Reading to your Children: Much more than Reciting Words

Childhood learning Reading bedtime stories to preschoolers is fundamental to childhood literacy development. Simply sitting down for 20 minutes every night will make a world of difference in a child’s intellect and learning ability. But it may take more than nightly reading to foster a child’s future reading success, research is now suggesting.

Advances in studies indicate those who read to children must not only read to, but also engage young children with lively, enthusiastic recitations. The goal with this is to bring characters and plot to life and put a face on the otherwise faceless.
Reading methods such as these are proven to ultimately spark children’s comprehension, vocabulary and interest. This interest is exactly what determines the difference between children who easily pick up reading and those who struggle a little harder, especially between the ages 4 and 5.

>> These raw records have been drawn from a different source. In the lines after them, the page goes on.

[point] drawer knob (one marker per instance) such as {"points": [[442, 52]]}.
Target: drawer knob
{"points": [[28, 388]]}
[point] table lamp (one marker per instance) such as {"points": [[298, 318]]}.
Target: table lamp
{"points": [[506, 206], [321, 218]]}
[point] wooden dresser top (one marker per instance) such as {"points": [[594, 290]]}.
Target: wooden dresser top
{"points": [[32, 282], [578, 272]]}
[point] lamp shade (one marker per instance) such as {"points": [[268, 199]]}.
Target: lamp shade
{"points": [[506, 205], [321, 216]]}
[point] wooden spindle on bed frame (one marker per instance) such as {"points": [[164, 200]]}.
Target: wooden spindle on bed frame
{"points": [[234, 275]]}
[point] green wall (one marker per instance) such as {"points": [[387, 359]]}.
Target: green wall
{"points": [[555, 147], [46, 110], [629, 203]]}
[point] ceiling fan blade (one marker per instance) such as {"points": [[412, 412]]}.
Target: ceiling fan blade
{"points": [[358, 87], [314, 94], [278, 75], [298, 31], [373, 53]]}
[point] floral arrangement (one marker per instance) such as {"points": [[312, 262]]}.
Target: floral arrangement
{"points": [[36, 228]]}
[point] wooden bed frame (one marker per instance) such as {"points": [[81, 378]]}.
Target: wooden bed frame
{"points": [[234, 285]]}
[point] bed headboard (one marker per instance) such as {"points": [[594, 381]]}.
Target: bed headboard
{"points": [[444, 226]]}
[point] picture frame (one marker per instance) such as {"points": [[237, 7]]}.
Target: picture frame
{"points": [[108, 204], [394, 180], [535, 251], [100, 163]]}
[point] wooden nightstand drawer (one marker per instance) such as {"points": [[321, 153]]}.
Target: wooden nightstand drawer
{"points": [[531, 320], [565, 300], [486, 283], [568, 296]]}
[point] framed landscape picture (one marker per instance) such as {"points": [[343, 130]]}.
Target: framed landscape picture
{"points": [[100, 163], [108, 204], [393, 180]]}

This is especially important for poorer children, whereas only 20% of impoverished 4-year-olds can recognize all 26 letters. This compares with 37% of children at or above the poverty level who recognize all the letters. Numerous studies over the last decade show that such strategies are vital for boosting low-income children’s vocabularies, language development, sound awareness and letter recognition abilities.

Droning on in monotony a story to your child will not only fail to attract them to reading, but might even encourage them to harbor resentment toward reading. The goal shouldn’t be to bore your child to sleep, rather, it should be to involve them in an exciting dialogue to pique their interest. Engaging them with colorful scenarios from a story will keep them interested in learning and encourage their interest in books.